At the Board’s April 4th Workshop meeting, the data table to the right was shown by HPS. The data shows that over the last 5 years, new teacher hires in Hartford Public Schools have consisted of between 28% and 36% of teachers who identify as “people of color.” This year, the actual number of new minority teachers hired is 128, or 38% of the total 337 new teachers hired.
A prospective Hartford teacher may look at this and assume roughly a third of all new teachers hired in Hartford are “people of color.” That’s amazing! Where do I sign up?!
However, there are several things that the Superintendent didn’t put on her little slide show during the meeting that dampens the diversity spirit a bit.
First, many folks may assume that identifying these new hires as “people of color” may imply to some folks that the new teachers are either African American or Hispanic. Yet, this label includes all minority teachers not just African American or Hispanic.
The Superintendent’s folks also do not give us a turnover number for teachers of color; how many teachers of color left the building over the same period of time? What is the net gain (or loss) of teachers of color over the same period? The marketing-minded folks putting together this slide show also fail to tell us what the current minority teaching staff is as a percentage of all teachers. Why hide data and tell us half the story?
Doing some searching, we find a March 31, 2021 Teaching and Learning Committee meeting (video not available), where the district disclosed that between SY 18-9 and SY 20-21, the number of new minority hires by HPS was 227 (SY 21-22 number is unavailable). Which means that since SY 2018-19, HPS has hired at least 483 minority teachers, which would put the total number of minority teachers in HPS at around 28%. Which means HPS is killing it in the teacher diversity hiring field. However, this is the rate with 0% turnover, which does not happen, even on “Abbot Elementary.”
In 2015, the Albert Shanker Institute, with an endowment from the American Federation of Teachers, said in a report entitled, “The State of Teacher Diversity in American Education,” that “comparatively little attention” has been paid to the state of teacher diversity in America, while showing the bulk of research on the topic coming in the 1990s and early 2000s.
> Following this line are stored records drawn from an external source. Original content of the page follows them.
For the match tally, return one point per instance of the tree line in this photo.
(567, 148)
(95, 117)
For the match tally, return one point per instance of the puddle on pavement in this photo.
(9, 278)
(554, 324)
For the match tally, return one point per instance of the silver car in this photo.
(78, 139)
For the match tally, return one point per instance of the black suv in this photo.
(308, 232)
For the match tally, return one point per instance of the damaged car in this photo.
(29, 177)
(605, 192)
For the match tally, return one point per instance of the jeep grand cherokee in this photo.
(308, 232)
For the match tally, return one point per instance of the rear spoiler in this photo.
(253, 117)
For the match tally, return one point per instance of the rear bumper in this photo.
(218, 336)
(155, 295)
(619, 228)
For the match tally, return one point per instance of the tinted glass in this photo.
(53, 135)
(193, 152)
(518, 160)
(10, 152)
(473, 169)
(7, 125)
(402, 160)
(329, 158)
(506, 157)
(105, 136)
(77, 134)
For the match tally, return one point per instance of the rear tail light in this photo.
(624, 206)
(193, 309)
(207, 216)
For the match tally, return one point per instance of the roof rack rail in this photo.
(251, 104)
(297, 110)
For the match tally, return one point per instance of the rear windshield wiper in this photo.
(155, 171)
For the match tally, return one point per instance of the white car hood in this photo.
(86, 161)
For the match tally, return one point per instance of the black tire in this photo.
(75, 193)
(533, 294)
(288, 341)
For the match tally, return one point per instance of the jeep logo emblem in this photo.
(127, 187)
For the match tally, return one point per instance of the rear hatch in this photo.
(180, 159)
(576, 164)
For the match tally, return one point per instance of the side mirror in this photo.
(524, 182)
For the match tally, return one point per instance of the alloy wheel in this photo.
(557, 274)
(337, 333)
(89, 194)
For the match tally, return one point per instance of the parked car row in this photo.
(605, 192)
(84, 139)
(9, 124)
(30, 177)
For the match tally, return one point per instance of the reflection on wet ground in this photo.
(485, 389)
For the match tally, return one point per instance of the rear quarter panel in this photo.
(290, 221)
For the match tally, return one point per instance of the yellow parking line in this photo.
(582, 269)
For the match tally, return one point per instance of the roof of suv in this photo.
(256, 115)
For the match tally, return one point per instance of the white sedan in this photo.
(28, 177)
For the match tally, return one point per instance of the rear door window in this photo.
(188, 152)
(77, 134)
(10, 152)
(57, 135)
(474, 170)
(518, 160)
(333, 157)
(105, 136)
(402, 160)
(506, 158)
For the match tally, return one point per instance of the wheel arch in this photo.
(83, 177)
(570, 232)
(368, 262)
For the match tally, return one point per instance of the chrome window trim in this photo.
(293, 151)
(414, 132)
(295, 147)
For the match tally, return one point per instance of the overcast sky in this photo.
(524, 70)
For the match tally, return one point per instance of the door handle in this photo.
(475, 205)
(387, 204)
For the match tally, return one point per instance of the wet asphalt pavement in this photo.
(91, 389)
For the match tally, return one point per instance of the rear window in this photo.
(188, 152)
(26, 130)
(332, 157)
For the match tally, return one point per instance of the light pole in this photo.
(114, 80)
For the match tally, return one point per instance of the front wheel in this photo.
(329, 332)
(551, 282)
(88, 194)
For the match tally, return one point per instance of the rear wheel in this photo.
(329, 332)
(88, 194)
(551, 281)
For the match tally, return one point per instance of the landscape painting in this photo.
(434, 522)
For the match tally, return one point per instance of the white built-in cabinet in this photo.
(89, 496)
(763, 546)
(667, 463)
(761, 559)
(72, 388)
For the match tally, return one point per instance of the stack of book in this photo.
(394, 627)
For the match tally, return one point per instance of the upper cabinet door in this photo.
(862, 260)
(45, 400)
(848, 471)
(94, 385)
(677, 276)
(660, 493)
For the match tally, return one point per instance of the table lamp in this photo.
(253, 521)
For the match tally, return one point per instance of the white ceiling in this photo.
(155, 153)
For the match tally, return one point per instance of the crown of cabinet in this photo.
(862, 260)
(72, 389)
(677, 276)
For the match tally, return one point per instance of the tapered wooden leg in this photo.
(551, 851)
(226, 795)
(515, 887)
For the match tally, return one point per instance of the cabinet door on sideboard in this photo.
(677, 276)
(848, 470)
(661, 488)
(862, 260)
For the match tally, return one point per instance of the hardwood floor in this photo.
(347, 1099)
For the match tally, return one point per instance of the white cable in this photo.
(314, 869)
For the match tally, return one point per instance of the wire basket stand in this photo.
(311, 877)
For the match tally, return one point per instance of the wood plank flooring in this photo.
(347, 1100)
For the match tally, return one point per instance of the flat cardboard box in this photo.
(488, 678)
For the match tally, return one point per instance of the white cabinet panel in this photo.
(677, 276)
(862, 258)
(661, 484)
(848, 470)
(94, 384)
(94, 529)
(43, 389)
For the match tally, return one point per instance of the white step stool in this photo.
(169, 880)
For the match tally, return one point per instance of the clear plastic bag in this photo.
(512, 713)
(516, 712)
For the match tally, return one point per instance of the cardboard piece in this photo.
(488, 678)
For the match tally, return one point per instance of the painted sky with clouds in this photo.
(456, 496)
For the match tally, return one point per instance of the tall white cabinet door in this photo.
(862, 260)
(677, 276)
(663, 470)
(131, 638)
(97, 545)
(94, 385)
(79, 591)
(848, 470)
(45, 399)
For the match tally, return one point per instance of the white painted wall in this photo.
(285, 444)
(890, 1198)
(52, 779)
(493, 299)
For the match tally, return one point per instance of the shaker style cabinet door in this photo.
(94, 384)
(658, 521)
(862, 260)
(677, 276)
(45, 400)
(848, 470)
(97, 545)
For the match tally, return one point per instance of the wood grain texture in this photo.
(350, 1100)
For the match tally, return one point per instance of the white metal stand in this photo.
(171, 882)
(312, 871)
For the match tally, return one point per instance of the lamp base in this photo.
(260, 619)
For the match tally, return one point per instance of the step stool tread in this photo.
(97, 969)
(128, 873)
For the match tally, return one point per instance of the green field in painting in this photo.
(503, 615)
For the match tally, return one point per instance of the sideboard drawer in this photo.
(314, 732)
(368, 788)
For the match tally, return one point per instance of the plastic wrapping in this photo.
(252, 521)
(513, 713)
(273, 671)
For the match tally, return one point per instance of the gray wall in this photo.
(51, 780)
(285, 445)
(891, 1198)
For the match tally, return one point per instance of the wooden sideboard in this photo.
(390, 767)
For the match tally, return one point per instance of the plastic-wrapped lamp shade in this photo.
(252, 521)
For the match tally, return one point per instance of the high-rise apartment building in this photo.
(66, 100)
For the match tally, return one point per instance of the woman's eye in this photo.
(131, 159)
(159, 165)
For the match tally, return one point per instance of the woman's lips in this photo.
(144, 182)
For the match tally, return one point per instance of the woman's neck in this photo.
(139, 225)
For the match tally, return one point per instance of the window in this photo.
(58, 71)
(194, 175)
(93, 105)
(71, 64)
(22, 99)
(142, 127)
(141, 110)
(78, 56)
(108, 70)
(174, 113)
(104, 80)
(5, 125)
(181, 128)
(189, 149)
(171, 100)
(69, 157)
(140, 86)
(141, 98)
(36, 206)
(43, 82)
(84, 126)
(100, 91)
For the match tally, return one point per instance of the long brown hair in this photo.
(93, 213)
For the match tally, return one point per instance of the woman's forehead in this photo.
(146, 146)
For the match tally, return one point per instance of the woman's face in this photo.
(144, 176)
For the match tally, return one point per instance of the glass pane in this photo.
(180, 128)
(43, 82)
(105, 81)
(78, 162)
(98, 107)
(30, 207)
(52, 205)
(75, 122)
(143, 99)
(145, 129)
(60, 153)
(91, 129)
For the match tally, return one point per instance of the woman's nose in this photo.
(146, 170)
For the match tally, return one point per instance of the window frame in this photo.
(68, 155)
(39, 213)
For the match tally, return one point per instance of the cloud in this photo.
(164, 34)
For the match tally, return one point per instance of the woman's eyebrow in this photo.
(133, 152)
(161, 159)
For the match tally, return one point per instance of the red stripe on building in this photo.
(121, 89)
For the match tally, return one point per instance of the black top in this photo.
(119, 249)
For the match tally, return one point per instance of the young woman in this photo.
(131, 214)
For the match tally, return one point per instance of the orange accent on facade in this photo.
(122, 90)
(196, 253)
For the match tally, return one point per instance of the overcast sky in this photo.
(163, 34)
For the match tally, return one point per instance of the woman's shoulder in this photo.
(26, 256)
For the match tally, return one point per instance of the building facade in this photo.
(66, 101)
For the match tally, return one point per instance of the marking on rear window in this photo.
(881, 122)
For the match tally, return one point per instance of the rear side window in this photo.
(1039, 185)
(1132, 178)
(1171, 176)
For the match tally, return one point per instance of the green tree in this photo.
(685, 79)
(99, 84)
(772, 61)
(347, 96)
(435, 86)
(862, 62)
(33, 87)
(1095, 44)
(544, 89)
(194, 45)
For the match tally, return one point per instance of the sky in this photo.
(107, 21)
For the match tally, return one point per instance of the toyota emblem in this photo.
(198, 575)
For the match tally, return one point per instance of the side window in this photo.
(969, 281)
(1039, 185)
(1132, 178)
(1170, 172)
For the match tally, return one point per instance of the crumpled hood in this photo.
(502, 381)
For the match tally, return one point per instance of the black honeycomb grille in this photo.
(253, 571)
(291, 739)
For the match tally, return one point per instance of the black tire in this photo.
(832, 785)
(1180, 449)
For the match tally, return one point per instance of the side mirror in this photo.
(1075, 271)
Today, folks are much more aware of the issue as the 1980’s television sitcom “Saved by the Bell” has been replaced by “Abbot Elementary.
While real-time advances have been made in diversifying America’s teacher workforce, most recent U.S. Department of Education statistics show that only 20% of U.S. teachers were non-white, with only 7% identifying as black, while more than 50% of the student population is non-white.
In 2020, The New Teacher Project (TNTP), a perennial $300k bottom-feeding non-profit hired by Superintendent Torres-Rodriguez and Hartford Public Schools without any obvious benefit to the Hartford Public Schools student body, showed in a report entitled, “A Broken Pipeline,” that 20% of America’s teachers identify as non-white.
However, further knocking the wind out of the Superintendent’s “people of color” as new hires table, research suggests that “many of our schools struggle less with recruiting diverse educators than retaining them.” Between 1988 and 2018, the number of new teachers of color hired across the nation increased at a faster rate than the number of white teachers, however, they also exited the building at a faster rate as well.
The Education Trust and Educators for Excellence joined in a 2022 report which showed that 86 percent of teachers nationally said that they would spend their entire career in a classroom. However, when they looked at only responses from teachers of color, that number dropped to 52%.
It appears that the marketing message to be given is more important than giving parents and the community the whole factual story. Who benefits most from this strategy?